Novartis is no different. Its revenue last year rose 8% from 2024 to $54.5329 billion, while operating profit jumped 21% to $17.644 billion. Net profit ($13.967 billion) also rose 17%. Yet this month, Novartis announced it will fully shut down its Wehr plant in Germany — in operation since 1943 — by 2028. The decision to close the facility, including workforce restructuring, was made because the plant had fallen behind in global market competitiveness. Instead, the company plans to invest $23 billion in state-of-the-art production facilities in places such as North Carolina in the United States. Additional layoffs of several hundred U.S. headquarters staff are also set to proceed in phases starting in June.

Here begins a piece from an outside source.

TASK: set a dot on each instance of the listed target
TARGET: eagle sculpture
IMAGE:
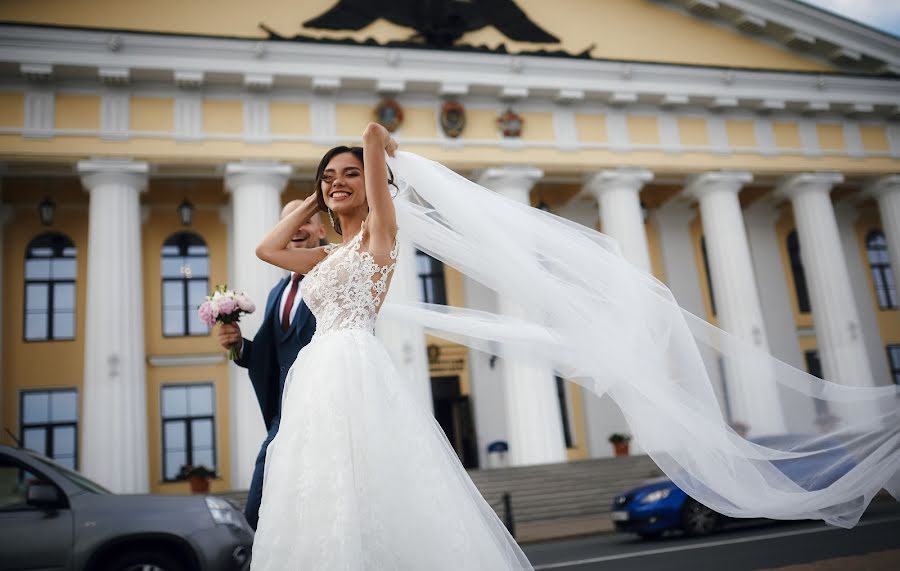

These plant closures and workforce restructuring by global Big Pharma firms are aimed at strengthening corporate fundamentals while preparing for the future. They are accelerating new drug development through artificial intelligence (AI) while also undertaking bold restructuring of their pipelines. Cutting thousands of jobs while earning trillions of won in profits is a desperate struggle to survive the relentless competition in drug development. The fact that global leaders are downsizing during boom times to secure ammunition for research and development (R&D) is precisely why critics argue that Korea's flagship contract development and manufacturing organization (CDMO) is being held hostage by unreasonable union demands for performance pay.
In particular, the union's wage negotiation strategy of holding strikes and the resulting losses as leverage is a self-inflicted wound that undermines trust — the lifeline of the CDMO industry. Given that biopharmaceutical manufacturing requires 24-hour, defect-free operation, an unreasonable strike can only highlight union risk to global clients. Inviting supply chain risk upon oneself, at the very golden hour when Korea should be reaping the benefits of the U.S. Biosecure Act aimed at curbing Chinese biotech firms such as WuXi Biologics, is no different from killing the goose that lays the golden eggs.
Despite this, the union has reportedly demanded prior consultation not only on wage increases but also on management matters such as hiring, promotions, disciplinary actions, spin-offs, mergers and transfers, and the distribution of company profits. This amounts to an attempt to revise, through a collective bargaining agreement, authorities granted to the board of directors and the shareholders' meeting. If accepted, such demands would likely infringe on shareholder interests and create even greater turmoil.
The profits Samsung Biologics generates are the fruit of trust built jointly by past management and workers, as well as the return on shareholders' investment. Therefore, holding strikes hostage to push only excessive demands should not be regarded as a self-evident right of the union. Whether K-Bio rises to the global mainstream or sinks into a peripheral subcontracting base depends on mature labor-management relations. Both sides must remember that designing the company's larger future in a spirit of mature partnership is the path that both saves the company and protects union members. Today's strike slogans, they must not forget, can lead to tomorrow's job losses.